Cela ne semble pas très bien marcher, à ce stade. Ce qui est la vérité et ce qui est scientifiquement connaissable, ce sont des questions d’épistémologie. Et c’est très différent de la quantité d’informations nécessaire pour agir – qui est le stade que nous aurions dû avoir franchi il y a bien longtemps. C’est encore une fois une manifestation de la pensée computationnelle, qui nous fait penser comme des machines et vouloir connaître l’ensemble des informations d’un problème avant d’agir.
Ce qui signifie qu’il faudrait accepter plus d’incertitudes, à l’égard du monde comme à l’égard de la technologie ?
Il s’agit de reconnaître que notre compréhension du monde est toujours limitée, qu’il faut donc introduire des nuances dans les certitudes que l’on proclame. Cela change notre relation les uns aux autres, notre modèle politique mais aussi notre relation au monde. Parce que dans ce cas, on arrête de voir le monde comme une série de «problèmes» que l’on pourrait «résoudre», et on commence à l’envisager comme des situations que l’on pourrait essayer d’améliorer.
Un élément de la technologie que l’on peine à comprendre est le «cloud». Vous soulignez que cette métaphore peut être trompeuse… Mais aussi qu’elle est féconde.
Je déteste en même temps que j’adore ce terme. Le réseau informatique est appelé «nuage» parce que ainsi, vous n’avez pas besoin de réfléchir à ce qu’il est vraiment : cela sous-entend qu’il est le problème de quelqu’un d’autre. Or croire que l’infrastructure la plus essentielle dans la vie quotidienne de la plupart d’entre nous serait quelque chose dont nous n’avons pas à nous soucier me semble extrêmement dangereux. Elle ne fait que masquer le pouvoir de ce réseau, sa réalité environnementale, sociale, économique, et le fait qu’il ne s’agit pas d’un nuage mais d’usines d’ordinateurs qui pompent de l’électricité.
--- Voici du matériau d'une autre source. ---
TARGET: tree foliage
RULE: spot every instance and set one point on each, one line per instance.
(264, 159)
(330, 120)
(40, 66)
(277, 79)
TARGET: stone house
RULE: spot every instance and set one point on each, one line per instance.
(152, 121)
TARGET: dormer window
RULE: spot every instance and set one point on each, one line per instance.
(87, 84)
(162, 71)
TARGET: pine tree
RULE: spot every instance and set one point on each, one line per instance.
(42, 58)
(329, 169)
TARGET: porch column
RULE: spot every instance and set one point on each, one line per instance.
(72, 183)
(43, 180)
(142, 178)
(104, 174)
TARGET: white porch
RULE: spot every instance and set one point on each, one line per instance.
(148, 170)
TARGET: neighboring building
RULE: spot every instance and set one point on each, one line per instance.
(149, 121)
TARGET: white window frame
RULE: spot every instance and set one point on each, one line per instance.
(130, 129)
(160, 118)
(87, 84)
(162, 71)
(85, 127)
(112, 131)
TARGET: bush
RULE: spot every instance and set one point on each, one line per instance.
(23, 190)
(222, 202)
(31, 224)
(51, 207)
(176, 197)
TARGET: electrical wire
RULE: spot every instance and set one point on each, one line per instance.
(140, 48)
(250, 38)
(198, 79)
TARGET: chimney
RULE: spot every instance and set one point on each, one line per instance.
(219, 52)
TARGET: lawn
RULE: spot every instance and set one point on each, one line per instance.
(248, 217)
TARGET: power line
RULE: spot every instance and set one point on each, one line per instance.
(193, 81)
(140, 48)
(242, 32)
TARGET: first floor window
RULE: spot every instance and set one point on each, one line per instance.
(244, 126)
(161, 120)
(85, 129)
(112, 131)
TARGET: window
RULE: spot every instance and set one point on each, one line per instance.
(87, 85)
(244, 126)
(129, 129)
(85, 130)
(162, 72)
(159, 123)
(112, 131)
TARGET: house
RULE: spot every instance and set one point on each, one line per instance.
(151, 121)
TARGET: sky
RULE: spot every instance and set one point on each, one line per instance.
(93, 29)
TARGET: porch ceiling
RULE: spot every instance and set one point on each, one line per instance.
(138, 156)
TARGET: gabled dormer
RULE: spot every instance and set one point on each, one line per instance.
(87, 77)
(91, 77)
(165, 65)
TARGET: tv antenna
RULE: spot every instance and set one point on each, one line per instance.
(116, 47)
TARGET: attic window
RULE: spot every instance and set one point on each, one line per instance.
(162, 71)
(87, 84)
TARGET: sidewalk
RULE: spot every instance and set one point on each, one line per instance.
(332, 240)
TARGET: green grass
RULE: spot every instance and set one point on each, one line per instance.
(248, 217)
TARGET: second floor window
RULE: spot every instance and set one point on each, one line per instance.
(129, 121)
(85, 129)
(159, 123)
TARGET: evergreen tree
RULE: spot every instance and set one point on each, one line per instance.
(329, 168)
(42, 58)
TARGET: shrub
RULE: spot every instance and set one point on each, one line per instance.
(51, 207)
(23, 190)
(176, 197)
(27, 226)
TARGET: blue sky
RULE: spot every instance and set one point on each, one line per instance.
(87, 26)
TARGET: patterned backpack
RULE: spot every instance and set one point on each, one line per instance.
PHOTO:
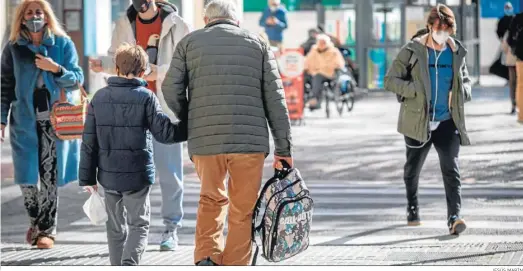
(286, 220)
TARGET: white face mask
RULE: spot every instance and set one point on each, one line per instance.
(440, 36)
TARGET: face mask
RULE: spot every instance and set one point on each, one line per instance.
(138, 4)
(35, 24)
(440, 36)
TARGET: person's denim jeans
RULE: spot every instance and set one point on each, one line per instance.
(169, 169)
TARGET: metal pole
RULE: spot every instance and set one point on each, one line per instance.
(462, 25)
(320, 11)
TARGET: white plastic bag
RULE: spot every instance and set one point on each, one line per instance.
(94, 208)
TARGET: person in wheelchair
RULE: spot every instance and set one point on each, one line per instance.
(322, 63)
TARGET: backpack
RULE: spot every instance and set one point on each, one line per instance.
(286, 218)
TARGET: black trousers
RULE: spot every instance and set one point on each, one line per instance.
(512, 84)
(446, 140)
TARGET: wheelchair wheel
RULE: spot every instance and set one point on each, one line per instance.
(350, 103)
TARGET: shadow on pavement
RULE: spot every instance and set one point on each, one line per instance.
(457, 257)
(445, 237)
(51, 259)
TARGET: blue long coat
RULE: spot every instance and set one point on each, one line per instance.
(19, 77)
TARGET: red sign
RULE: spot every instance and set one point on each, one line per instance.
(291, 62)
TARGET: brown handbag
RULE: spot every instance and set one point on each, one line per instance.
(68, 119)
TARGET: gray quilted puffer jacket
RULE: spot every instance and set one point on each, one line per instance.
(225, 81)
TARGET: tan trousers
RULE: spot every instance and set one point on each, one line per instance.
(245, 173)
(519, 90)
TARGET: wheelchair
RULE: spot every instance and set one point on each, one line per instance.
(340, 91)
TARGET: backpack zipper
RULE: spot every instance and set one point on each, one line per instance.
(274, 232)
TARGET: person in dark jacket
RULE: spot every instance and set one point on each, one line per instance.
(508, 59)
(274, 20)
(224, 81)
(117, 150)
(505, 21)
(38, 62)
(430, 75)
(515, 42)
(157, 27)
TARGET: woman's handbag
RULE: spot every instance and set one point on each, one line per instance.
(68, 119)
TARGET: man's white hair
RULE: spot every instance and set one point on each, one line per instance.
(221, 9)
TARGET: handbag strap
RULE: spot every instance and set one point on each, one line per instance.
(82, 92)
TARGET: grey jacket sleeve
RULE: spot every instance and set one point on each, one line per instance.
(467, 83)
(274, 104)
(89, 150)
(160, 125)
(174, 86)
(394, 80)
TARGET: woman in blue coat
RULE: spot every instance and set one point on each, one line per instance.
(39, 60)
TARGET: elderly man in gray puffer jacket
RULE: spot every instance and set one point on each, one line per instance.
(225, 82)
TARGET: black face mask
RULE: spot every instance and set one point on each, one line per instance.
(35, 24)
(139, 5)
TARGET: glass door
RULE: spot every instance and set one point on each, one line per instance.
(385, 42)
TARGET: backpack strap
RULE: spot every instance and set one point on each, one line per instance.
(412, 62)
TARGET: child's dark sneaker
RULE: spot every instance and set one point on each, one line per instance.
(45, 242)
(413, 216)
(456, 225)
(31, 236)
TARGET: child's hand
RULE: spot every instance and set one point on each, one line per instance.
(91, 189)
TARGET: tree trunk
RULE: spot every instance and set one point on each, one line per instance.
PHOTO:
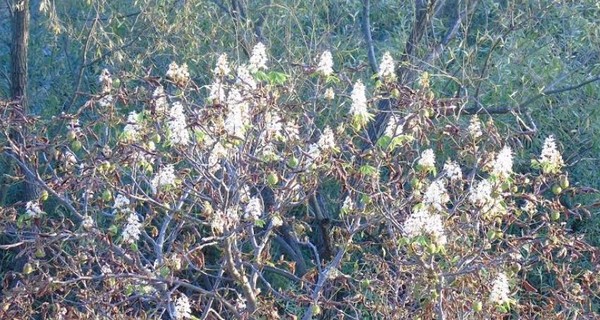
(18, 75)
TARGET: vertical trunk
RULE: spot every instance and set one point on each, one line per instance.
(18, 75)
(19, 46)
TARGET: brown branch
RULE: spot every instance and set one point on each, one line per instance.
(366, 26)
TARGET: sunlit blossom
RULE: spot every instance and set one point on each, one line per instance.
(475, 127)
(132, 129)
(244, 78)
(165, 177)
(550, 159)
(258, 59)
(502, 167)
(32, 209)
(222, 66)
(325, 66)
(133, 228)
(500, 290)
(179, 134)
(182, 308)
(427, 159)
(386, 68)
(253, 209)
(359, 109)
(452, 170)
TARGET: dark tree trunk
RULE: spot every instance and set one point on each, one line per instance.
(18, 75)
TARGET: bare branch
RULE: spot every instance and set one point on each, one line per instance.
(366, 26)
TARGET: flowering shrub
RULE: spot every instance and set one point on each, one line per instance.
(234, 200)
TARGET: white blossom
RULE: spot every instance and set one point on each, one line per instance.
(386, 68)
(452, 170)
(436, 195)
(216, 91)
(550, 160)
(427, 159)
(245, 78)
(502, 167)
(32, 209)
(179, 134)
(359, 109)
(327, 139)
(475, 127)
(253, 209)
(133, 228)
(273, 125)
(348, 205)
(500, 290)
(182, 308)
(179, 74)
(88, 222)
(105, 80)
(393, 128)
(160, 100)
(238, 116)
(165, 177)
(325, 66)
(422, 222)
(329, 94)
(106, 100)
(131, 131)
(222, 67)
(121, 202)
(258, 59)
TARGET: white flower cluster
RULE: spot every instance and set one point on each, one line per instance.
(393, 128)
(183, 309)
(238, 116)
(325, 66)
(216, 92)
(179, 134)
(452, 170)
(273, 126)
(427, 159)
(386, 68)
(121, 202)
(475, 127)
(165, 177)
(550, 160)
(327, 139)
(258, 59)
(359, 109)
(253, 209)
(88, 222)
(436, 195)
(329, 94)
(245, 79)
(160, 100)
(424, 222)
(348, 205)
(133, 228)
(32, 209)
(105, 80)
(222, 67)
(502, 167)
(132, 129)
(179, 74)
(500, 290)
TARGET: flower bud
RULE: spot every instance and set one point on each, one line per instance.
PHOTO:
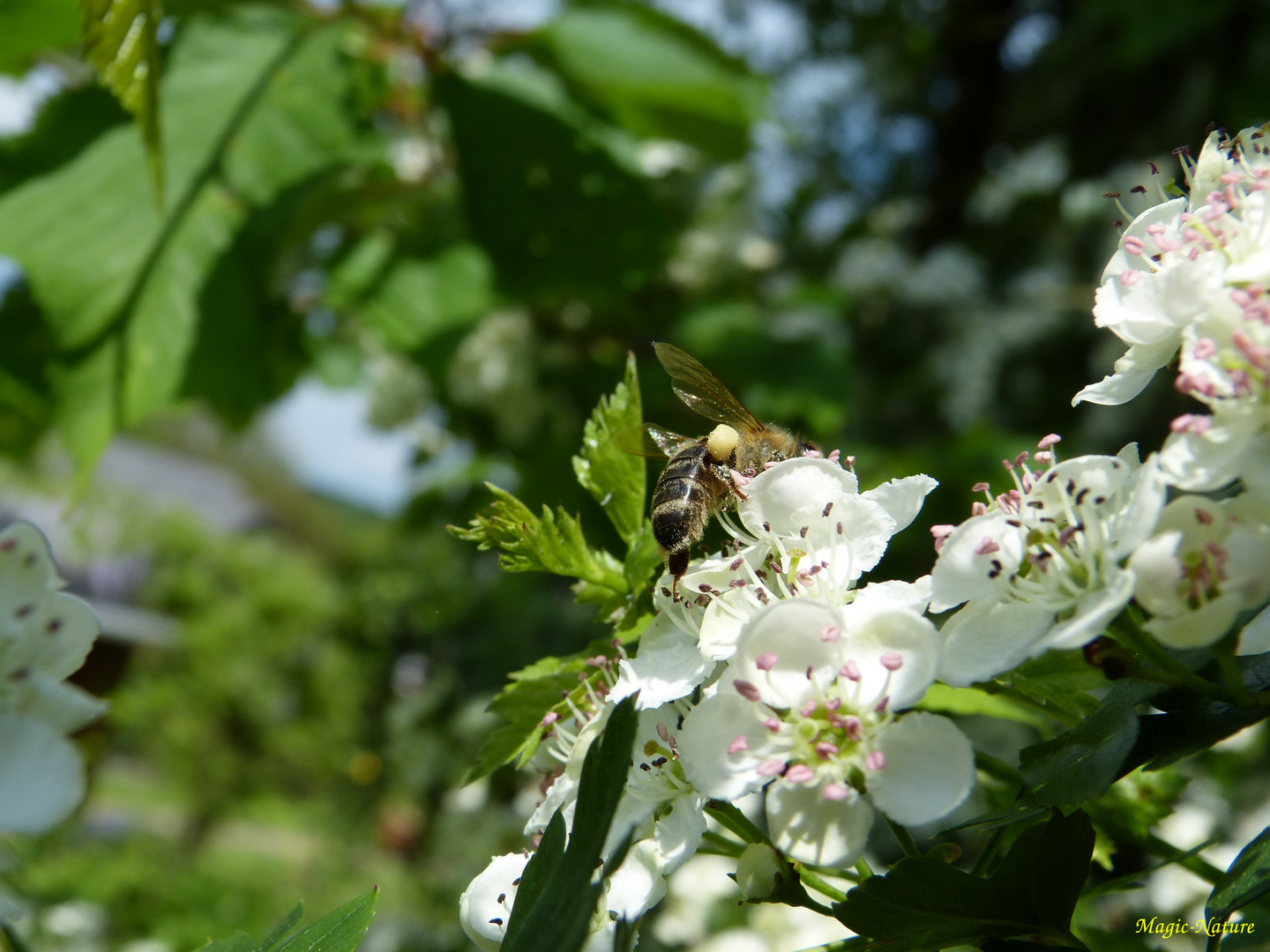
(761, 871)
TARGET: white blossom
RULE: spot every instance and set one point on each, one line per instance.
(45, 636)
(808, 709)
(1206, 562)
(1039, 568)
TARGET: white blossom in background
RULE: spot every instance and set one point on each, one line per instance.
(810, 710)
(1206, 562)
(805, 530)
(45, 636)
(1041, 566)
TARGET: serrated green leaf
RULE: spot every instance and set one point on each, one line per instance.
(1246, 881)
(925, 904)
(553, 542)
(285, 926)
(657, 77)
(972, 701)
(340, 931)
(421, 300)
(1085, 761)
(120, 38)
(612, 476)
(559, 920)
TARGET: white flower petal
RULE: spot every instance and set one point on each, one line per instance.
(638, 883)
(669, 666)
(709, 730)
(929, 772)
(1093, 612)
(481, 913)
(964, 568)
(1199, 628)
(42, 778)
(870, 635)
(902, 498)
(817, 830)
(987, 637)
(1131, 376)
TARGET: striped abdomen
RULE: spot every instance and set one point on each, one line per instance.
(686, 494)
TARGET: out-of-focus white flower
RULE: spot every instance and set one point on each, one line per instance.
(810, 711)
(1206, 562)
(1039, 568)
(45, 636)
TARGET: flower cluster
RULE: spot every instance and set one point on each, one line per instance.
(770, 673)
(1052, 562)
(45, 636)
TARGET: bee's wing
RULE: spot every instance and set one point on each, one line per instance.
(652, 441)
(701, 391)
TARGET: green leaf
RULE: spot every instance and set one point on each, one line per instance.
(926, 904)
(1191, 723)
(421, 300)
(120, 40)
(283, 928)
(1246, 881)
(29, 26)
(340, 931)
(1085, 761)
(615, 478)
(542, 179)
(973, 701)
(242, 121)
(553, 542)
(657, 77)
(559, 920)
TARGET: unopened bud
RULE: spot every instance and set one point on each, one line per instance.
(759, 873)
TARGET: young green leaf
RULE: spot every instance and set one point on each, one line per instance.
(615, 478)
(527, 542)
(1246, 881)
(340, 931)
(559, 920)
(120, 40)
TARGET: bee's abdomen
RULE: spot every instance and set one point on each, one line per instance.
(684, 499)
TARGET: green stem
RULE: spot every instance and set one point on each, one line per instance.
(732, 819)
(989, 852)
(903, 837)
(1128, 634)
(811, 879)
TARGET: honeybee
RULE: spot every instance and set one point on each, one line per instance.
(705, 473)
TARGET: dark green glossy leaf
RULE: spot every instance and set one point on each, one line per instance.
(1085, 761)
(615, 478)
(1246, 881)
(559, 920)
(925, 904)
(283, 928)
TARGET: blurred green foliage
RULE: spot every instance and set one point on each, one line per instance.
(879, 222)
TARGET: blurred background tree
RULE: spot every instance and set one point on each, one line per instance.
(395, 250)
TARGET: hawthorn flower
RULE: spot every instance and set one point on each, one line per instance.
(1039, 568)
(1185, 259)
(810, 710)
(1206, 562)
(45, 636)
(805, 530)
(487, 904)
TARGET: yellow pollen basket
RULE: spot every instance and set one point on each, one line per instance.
(721, 441)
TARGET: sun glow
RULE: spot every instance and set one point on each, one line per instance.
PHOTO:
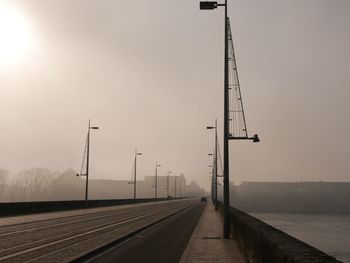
(16, 36)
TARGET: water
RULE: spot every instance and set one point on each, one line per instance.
(329, 233)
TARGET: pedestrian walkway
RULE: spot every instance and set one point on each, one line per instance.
(207, 243)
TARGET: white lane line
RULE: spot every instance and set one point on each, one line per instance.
(63, 223)
(72, 237)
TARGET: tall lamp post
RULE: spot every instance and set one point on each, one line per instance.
(156, 181)
(215, 168)
(210, 5)
(175, 185)
(87, 162)
(167, 182)
(135, 161)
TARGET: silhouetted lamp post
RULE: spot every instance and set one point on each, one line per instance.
(88, 162)
(215, 168)
(169, 172)
(175, 185)
(210, 5)
(135, 161)
(156, 181)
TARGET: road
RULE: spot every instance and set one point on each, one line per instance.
(67, 238)
(163, 242)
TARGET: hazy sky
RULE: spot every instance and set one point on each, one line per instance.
(150, 74)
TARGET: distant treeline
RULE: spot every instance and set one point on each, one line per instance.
(300, 197)
(41, 184)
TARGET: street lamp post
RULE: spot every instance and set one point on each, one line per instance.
(175, 185)
(135, 161)
(87, 162)
(156, 181)
(169, 172)
(210, 5)
(215, 168)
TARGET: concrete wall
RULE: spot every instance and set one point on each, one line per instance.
(20, 208)
(262, 243)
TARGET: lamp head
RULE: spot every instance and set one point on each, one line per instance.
(208, 5)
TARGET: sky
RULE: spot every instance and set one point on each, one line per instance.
(150, 75)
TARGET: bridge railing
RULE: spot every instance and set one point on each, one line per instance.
(262, 243)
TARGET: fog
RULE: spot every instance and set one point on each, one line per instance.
(150, 75)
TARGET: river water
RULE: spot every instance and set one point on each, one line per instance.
(329, 233)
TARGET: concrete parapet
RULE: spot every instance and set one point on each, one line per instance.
(262, 243)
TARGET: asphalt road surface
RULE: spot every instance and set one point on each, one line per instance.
(163, 242)
(66, 238)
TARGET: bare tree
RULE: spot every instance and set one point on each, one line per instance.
(3, 180)
(33, 184)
D’un autre côté, il y a quelque chose d’incroyablement beau dans le fait que nous avons choisi d’appeler, de manière inconsciente, l’entité la plus puissante de nos vies quotidiennes d’après les nuages, qui sont nébuleux et inconnaissables. C’est un bon rappel que malgré toutes nos idées sur l’efficacité et l’infaillibilité des ordinateurs, ils sont aussi un peu comme les conditions météorologiques : ils vont et viennent, font des choses que l’on ne comprend pas, et on ne peut pas tout prévoir de leur fonctionnement.
Un Nouvel Age de ténèbres. La technologie et la fin du futur, de James Bridle, aux éditions Allia, 320pp., 20€.